Votre rôle consiste donc, en fait, à les aider à se séparer ?

CB : Tout à fait. J’essaie de montrer dans ce livre que quand un couple se sépare, le processus de séparation psychique n’est pas forcément abouti, c’est d’ailleurs ce qui produit des conflits.

Quand on vous lit on est frappé par la difficulté chez chacun à écouter l’autre...

CB : Bien sûr. Il est très compliqué d’écouter l’autre quand on nourrit trop d’attentes à son égard. Par exemple, quand il est aussi parent de notre propre enfant et qu’on attend de lui qu’il se conforme à notre manière de penser l’éducation. Chacun veut convaincre au lieu d’accepter. Là, ce couple est très intéressé par la communication, mais en a une vision très théorique, idéalisée.

Quels peuvent être les premiers signes, dans une médiation, qui suggèrent que quelque chose s’assouplit, se modifie, s’apaise ?

CB : Cela peut se situer à différents niveaux.
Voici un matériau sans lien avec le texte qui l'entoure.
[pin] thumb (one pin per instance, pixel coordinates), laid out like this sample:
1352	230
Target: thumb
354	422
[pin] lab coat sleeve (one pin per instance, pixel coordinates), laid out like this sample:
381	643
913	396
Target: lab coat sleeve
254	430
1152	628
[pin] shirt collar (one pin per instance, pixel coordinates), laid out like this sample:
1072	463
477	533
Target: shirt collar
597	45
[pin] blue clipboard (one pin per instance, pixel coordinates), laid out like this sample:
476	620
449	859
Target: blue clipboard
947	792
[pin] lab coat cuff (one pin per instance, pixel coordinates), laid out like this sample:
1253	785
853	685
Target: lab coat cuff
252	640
Là dans ce roman, à un moment, les personnes commencent à moins parler de l’autre et à réfléchir plutôt à ce qu’elles veulent pour elles-mêmes. Pour moi, c’est un des signes d’individuation. Ou quand elles arrivent à dire : « Ce que tu penses ou fait, ça m’est égal ! » On ne sait jamais en fait dans ce roman, comme dans n’importe quelle médiation, ce qui agit. Dans la profession, on dit que la médiation a réussi quand les personnes, une fois sorties du conflit, affirment que le médiateur n’y est pour rien. C’est ce que j’ai essayé de suggérer dans ce livre.

Vous avez une expression intéressante, au sujet de l’accusation si répandue de « pervers narcissique » : il s’agirait d’un « sauf-conduit qui exonère son porteur d’y voir sa propre implication dans l’affaire ». N’est-il pas justement crucial, et d’ailleurs au-delà de la médiation, de lutter contre ces catégorisations hâtives ?
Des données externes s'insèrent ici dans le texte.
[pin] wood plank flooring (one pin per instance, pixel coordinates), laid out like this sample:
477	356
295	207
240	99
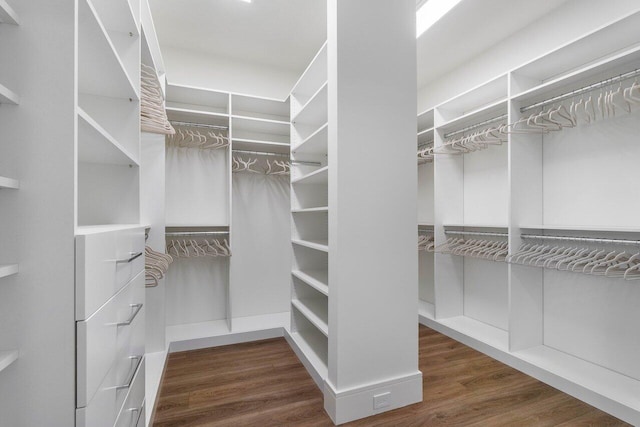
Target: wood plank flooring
263	384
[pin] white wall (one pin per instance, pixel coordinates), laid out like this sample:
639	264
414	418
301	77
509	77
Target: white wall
563	25
196	69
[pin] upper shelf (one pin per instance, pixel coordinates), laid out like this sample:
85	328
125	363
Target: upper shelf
10	183
319	176
96	145
316	143
315	111
7	14
7	96
100	69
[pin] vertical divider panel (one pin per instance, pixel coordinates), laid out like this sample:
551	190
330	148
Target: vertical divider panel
525	207
448	208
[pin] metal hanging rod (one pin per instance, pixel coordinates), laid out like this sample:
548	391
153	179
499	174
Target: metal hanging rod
582	239
198	125
283	155
476	233
194	233
477	125
583	90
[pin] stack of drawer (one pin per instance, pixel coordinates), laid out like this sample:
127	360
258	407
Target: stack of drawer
110	327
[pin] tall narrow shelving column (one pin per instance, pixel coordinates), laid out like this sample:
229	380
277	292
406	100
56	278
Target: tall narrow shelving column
356	332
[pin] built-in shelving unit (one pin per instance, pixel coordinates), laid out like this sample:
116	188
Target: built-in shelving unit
310	210
570	330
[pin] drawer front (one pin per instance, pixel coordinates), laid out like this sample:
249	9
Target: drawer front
105	262
133	407
104	338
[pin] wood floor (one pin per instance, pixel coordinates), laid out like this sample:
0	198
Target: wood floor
263	384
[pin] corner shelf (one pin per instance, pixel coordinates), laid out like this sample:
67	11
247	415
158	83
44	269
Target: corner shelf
316	143
315	110
7	96
8	270
7	14
319	245
315	310
9	183
317	279
96	145
320	176
7	358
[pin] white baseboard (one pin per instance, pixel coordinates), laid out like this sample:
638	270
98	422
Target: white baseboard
356	403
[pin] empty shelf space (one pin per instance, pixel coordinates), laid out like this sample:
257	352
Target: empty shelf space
320	176
100	69
317	279
315	111
7	96
10	183
314	350
309	210
316	312
7	14
8	269
7	358
316	143
320	245
96	145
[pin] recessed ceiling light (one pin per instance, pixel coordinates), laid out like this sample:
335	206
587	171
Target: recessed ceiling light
431	12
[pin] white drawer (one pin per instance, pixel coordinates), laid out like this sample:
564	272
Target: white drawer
104	411
105	336
105	262
133	408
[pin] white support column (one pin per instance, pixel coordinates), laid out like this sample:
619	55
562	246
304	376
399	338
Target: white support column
373	334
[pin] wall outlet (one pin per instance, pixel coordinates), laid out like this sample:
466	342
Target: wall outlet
381	400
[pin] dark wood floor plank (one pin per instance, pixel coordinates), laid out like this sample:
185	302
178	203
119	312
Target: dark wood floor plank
263	384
CB : Tout à fait. D’ailleurs, la jeune femme n’en parle qu’au début. Plus ensuite. Si je l’évoque dans le roman, c’est que c’est une étiquette qu’on nous présente très fréquemment. Je ne dis pas qu’il n’y a pas de pervers narcissiques, simplement j’essaye de mettre chacun au travail, y compris celui qui traite l’autre de « pervers narcissique ».

Quels sont les principaux écueils à éviter dans une médiation ?

CB : Celui, par exemple, de coller exactement à la demande des personnes. Elles veulent gagner du côté de la raison, c’est-à-dire convaincre l’autre par des arguments rationnels. Mais ce n’est pas de là que viendra l’apaisement. Nous savons que ce qui se joue n’est pas au niveau de la rationalité, mais relève davantage de la relation affective. Du lien.

Justement, vous les amenez dans le roman à parler de leur rencontre, d’une époque où ils s’aimaient encore… Est-ce systématique ? Cela aide-t-il ?

CB : On le fait quand on peut, mais certaines personnes refusent absolument de parler du passé. Cependant, quand c’est très conflictuel, c’est quasiment un passage obligé. On leur demande comment ils se sont rencontrés, pourquoi ils se sont choisis, et aussi ce qui a été difficile. L’objectif est qu’ils parlent de leur vécu depuis leur propre place.

N’êtes-vous pas vous-même affectée face à des conflits parfois très violents ?

CB : En effet, c’est difficile. En tant que médiatrice je suis touchée. Mais c’est mon travail que de traiter cela ailleurs, en supervision par exemple, ou en analyse de la pratique.

N’est-il pas parfois tentant de pencher davantage du côté d’un des membres du couple ?

CB : Parfois, certes, je me sens plus proche de l’un d’entre eux, ou bien il y en a un qui m’agace davantage que l’autre… Mais je ne pense pas les choses en termes de torts, de mauvaise personne, de fautes. C’est aussi mon travail que de faire preuve de bienveillance avec chacun d’entre eux. Nous sommes formés à cela, même si c’est toujours à remettre au travail.

Parmi les couples que vous avez aidés en médiation, certains se sont-ils remis ensemble ?

CB : Cela m’est arrivé deux fois. Mais puisque nous ne revoyons pas les personnes après la médiation, en fait, nous ne savons rien des suites. Ce qui est certain c’est que, pour nous médiateurs, ce n’est jamais un objectif.